Focus hasn’t saved him from every injury. Cooke skied into a boulder hidden by snow during a competition and tore up several knee ligaments in January 2014. He took two weeks off, but had previously committed to a competition at Chamonix, France, and didn’t want to back out and lose sponsorship money.
Instead, Cooke taped up his knee and entered the competition. As he prepared prior to a run, he realized his leg wasn’t going to make it to the finish line. “So I mentally switched all my other muscles into full-on hold-the-knee-together mode and rode mainly on one ski for the entire thing,” says Cooke.
He figured when he was done he’d either end up with a mangled knee or a victory. He limped away with a first-place finish.
It was a good moral victory, but it still ended his hopes of qualifying for the Freeride World Tour. This year, Cooke told himself he wouldn’t miss out on the Tour again. He won two of the first three events, but started to slip in the standings with several poor finishes.

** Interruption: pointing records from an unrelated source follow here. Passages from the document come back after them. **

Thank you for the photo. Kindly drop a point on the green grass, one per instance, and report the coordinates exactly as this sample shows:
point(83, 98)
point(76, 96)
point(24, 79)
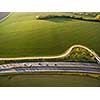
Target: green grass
point(22, 35)
point(48, 80)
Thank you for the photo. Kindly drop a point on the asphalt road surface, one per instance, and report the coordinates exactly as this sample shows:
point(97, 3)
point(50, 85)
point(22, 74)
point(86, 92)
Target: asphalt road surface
point(50, 66)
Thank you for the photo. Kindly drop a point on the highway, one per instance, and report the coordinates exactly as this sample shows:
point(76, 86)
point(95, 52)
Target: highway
point(59, 56)
point(50, 66)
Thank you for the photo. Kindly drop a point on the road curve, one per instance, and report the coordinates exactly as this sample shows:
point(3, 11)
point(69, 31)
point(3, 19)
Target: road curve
point(59, 56)
point(50, 66)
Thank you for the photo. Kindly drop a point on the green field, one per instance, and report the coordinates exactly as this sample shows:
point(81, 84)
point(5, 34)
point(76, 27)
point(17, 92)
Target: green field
point(48, 80)
point(22, 35)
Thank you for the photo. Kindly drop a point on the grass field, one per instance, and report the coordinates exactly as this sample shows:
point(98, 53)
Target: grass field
point(22, 35)
point(48, 80)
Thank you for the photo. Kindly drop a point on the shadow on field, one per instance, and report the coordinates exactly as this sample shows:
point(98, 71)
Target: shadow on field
point(59, 20)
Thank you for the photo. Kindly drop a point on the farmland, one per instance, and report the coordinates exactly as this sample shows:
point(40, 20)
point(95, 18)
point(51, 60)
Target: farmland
point(39, 80)
point(21, 35)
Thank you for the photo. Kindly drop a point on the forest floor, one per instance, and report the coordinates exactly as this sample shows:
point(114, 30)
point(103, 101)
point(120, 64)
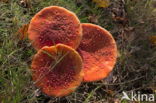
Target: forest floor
point(131, 22)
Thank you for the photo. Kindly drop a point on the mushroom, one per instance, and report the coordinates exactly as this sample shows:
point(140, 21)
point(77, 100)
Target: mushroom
point(99, 52)
point(57, 70)
point(53, 25)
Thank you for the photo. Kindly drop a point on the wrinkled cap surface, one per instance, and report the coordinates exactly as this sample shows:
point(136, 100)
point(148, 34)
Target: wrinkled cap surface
point(99, 52)
point(53, 25)
point(57, 70)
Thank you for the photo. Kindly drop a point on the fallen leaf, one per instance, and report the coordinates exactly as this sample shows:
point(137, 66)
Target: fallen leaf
point(102, 3)
point(23, 31)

With two events to go it became clear Cooke would need some mathematical help. He secured the required seventh-place finish in Crested Butte, Col., meaning he’d need a second-place result at Wrangle the Chute in Golden in April. He also needed American veteran Andrew Rumph to finish worse than 16th.
Cooke qualified third before his final run. He stood at the start gate, listening to his breath and the cheers of the crowd unseen at the bottom of the hill. First place was out of the question — he was too far back in the points to win — but second was still a possibility.
“That run was the most scared I’ve ever been at the top of a competition venue,” he says. “Just because I knew if I crashed it was all over, if I won it might not be enough. It was a lot to go through my head.”
Cooke landed a 360 on his first cliff and realized all he needed to do was stay on his feet after that. He’d planned another trick near the bottom, but pumped his fists in the air instead. He knew he’d made it.
Cooke finished second and Rumph ended up 20th. Still, he needed to wait more than three weeks for the results to be made official. “It was really awesome, probably the best day of my life, and I still didn’t know if I’d made it,” he says.
When the wait was over, the numbers were on Cooke’s side. He was finally in.